The copper price is important to the Australian economy. Last year, approximately $6.6 billion of copper was exported by Australian companies. Rio Tinto and BHP as well as other resources companies have positioned themselves to benefit from the copper price, with strong performances from their respective copper operations in the most recent quarter.

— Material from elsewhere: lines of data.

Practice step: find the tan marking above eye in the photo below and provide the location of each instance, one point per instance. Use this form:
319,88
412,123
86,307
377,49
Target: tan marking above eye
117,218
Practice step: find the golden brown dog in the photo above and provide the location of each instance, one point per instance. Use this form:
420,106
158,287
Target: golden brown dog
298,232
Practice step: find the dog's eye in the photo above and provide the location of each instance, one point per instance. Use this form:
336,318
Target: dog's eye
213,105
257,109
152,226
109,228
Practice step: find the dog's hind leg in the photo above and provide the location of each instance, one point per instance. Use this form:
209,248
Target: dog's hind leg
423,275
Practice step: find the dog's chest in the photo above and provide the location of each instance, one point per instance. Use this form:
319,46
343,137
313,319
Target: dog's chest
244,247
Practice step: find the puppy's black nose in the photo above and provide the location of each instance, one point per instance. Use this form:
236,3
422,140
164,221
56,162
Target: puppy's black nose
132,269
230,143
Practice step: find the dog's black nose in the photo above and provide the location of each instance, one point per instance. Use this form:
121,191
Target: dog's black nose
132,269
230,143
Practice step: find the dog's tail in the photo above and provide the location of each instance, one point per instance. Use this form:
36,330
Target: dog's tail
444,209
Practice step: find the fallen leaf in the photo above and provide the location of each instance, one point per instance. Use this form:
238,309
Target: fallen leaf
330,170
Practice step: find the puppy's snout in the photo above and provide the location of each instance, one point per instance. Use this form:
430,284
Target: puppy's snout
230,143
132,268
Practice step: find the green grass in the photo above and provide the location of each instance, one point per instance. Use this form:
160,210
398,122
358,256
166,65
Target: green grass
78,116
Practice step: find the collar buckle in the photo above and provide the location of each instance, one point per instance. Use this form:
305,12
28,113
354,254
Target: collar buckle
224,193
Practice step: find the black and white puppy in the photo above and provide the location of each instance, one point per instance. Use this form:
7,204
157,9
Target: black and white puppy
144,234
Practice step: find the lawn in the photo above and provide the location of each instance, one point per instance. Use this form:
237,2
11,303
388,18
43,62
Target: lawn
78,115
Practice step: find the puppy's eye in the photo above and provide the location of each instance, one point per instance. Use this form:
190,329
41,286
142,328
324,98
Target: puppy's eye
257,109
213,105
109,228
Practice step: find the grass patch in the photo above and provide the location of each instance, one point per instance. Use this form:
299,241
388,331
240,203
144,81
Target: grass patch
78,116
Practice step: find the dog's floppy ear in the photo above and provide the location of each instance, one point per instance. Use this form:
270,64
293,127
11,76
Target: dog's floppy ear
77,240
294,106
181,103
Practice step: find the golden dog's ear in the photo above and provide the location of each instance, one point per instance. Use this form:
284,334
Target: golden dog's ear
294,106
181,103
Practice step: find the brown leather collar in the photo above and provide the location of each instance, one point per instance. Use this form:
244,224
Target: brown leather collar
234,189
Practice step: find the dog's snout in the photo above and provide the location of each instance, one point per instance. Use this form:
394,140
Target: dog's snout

Yet in recent weeks, research houses including Goldman Sachs have reduced copper forecasts as miners’ profit outlook dims. Goldman Sachs now expects copper prices to average $10,100.00 a tonne in 2025, sharply lower than its earlier forecast of a record $15,000.00 and a reduction by a third in its expectations, as the fall in Chinese demand for the red metal clouds the profit outlook for leading miners.
Source: FT
The pullback for copper adds to the drag on profitability for the world’s largest miners such as BHP and Rio Tinto, which are grappling with a slide in the price of iron ore — their foremost profit generator.
Copper is used for electric wiring and batteries that are crucial as the world tries to decarbonise. While it has been at the centre of investor focus because of the expected surge in demand, BHP acknowledged in its annual commodities outlook released 2 weeks ago that the copper market would be in a marginal surplus this year and an even bigger one next year.
The metal has sunk almost 20% since May to about $8,950.00 per tonne, sparking a wave of pessimism among the biggest lenders about the medium-term outlook for a metal used in everything from renewables to power grids.
Copper’s price decline is likely to weigh on miners’ profits going forward. Global inventories of copper have risen to their highest level in four years as weak demand has led to a glut of metal entering warehouses, according to Bloomberg data. In China, inventories rose in June to the highest level since March 2020 when Covid-19 ground Asia’s largest economy to a halt.
Source: FT
Goldman’s new forecast follows other banks which have also reduced their copper market outlook. Macquarie said last month that strong supply and depressed demand “have pushed the market to a surplus sooner than expected, with the market expected to remain in surplus in 2025 and 2026”. Macquarie now expects a quarterly average price of $8,000.00 per tonne in 2026.
While BHP predicts near-term weakness, it remains bullish in the medium term. It warned about the possibility of “systematic excess of demand over supply” as clean energy booms in the final third of the 2020s.